The reason I posted this particular one is that the author is well aware of the limitations. The reason it's interesting is that 23andme and their ilk do make a certain level of information more accessible, which is not a bad thing, and hopefully makes people more curious.

On GWAS, while the utility of GWAS alone is questionable, GWAS is and will be a key part of many discovery programs for a while. It's tractable, and combined with expression does provide some fascinating insights into disease.


Yes, thanks for being selective! I appreciated the author's relatively minor discussion of the disease data and more expansive discussion of the rest. For completeness: when I say 'GWAS' in this context I am referring to 'common SNPs' (MAF>=5%, or perhaps down to 1%), not to genome-wide association studies based on the SNPs. I used to argue with my labmates about the proper use of the term 'GWAS': I felt that it should refer to the studies only, and 'common SNPs' should be called 'common SNPs'; my labmates preferred to call common SNPs 'GWAS data' and I've finally been converted.

Anyways, I do think that expression+GWAS is useful, but it's not going to get us to a place that's better than history for most diseases.[1] Exome and then genome sequencing will be needed for that.

[1] = On the other hand, Purcell has an interesting paper out that discards the genome-wide significance threshold, with interesting results.
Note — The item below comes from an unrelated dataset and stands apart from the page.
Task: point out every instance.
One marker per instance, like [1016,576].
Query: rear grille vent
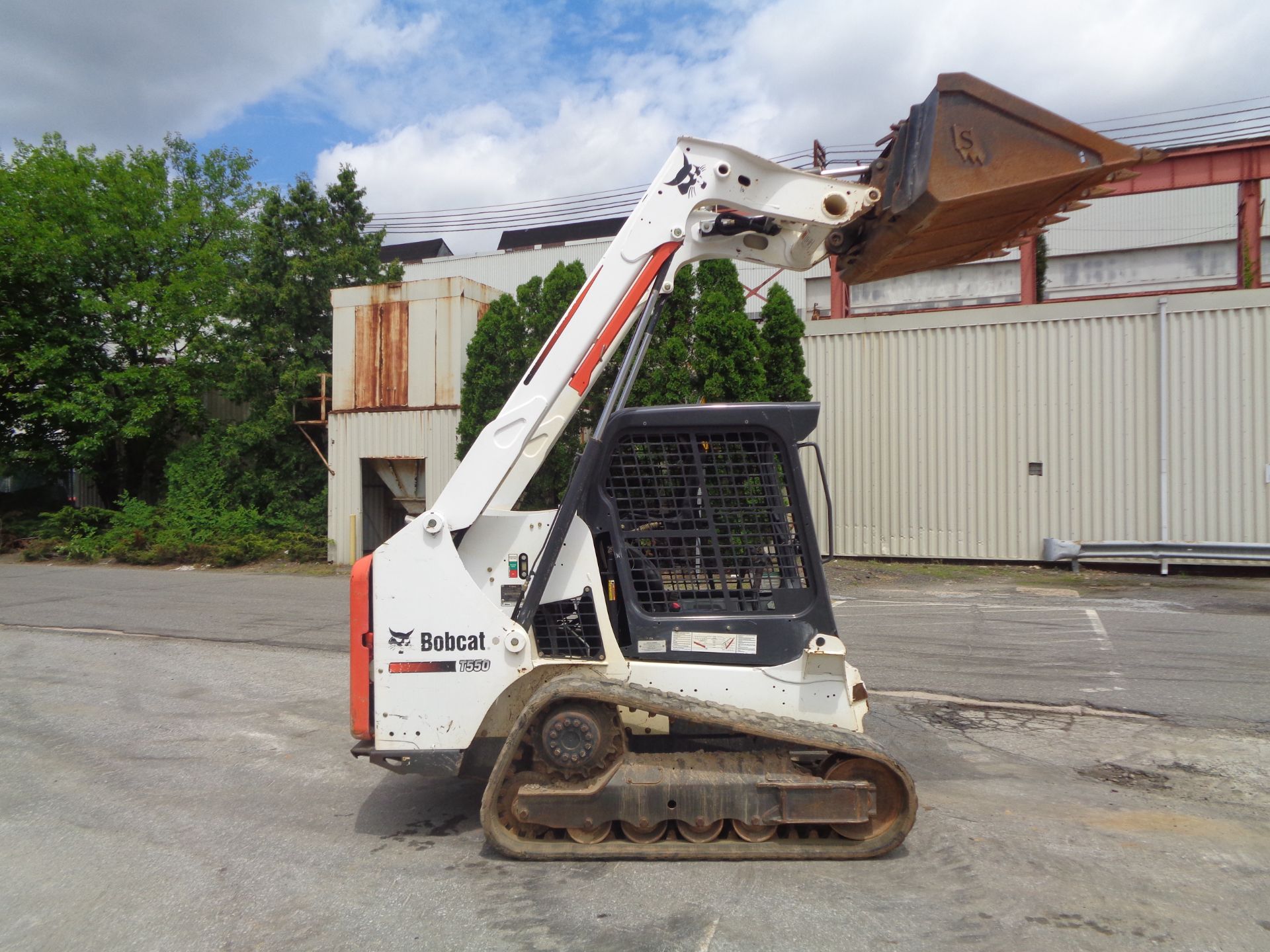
[706,522]
[568,629]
No disagreement on any points :)


You should also use Promethease which automatically links your raw data to the snpedia data to product a really long report of various traits and research results.

http://www.snpedia.com/index.php/Promethease

It's a bit messy and hard to interpret but you get a lot more the info that 23andme provides.



I run a DNA test in 2005. I'm chilean and have british ancestors and I wanted to find out what was my origin (English, Scottish, Irish). A Carpenter 'cousin' from USA told me about DNA for Genealogy and bought me a DNA kit from Family Tree DNA http://www.familytreedna.com

I didn't match any Carpenter from USA but a lot of people from UK and USA. Genealogy is a fascinating hobby.


I got my results about 20 minutes ago. (I should have got it a few weeks ago, but DC post office screwed up delivery of the spit kit.) I assume a lot of other people on HN have gotten results recently: http://news.ycombinator.com/item?id=1288125


Very interesting analysis.

On a sidenote, are there any alternatives to 23andme that are as good?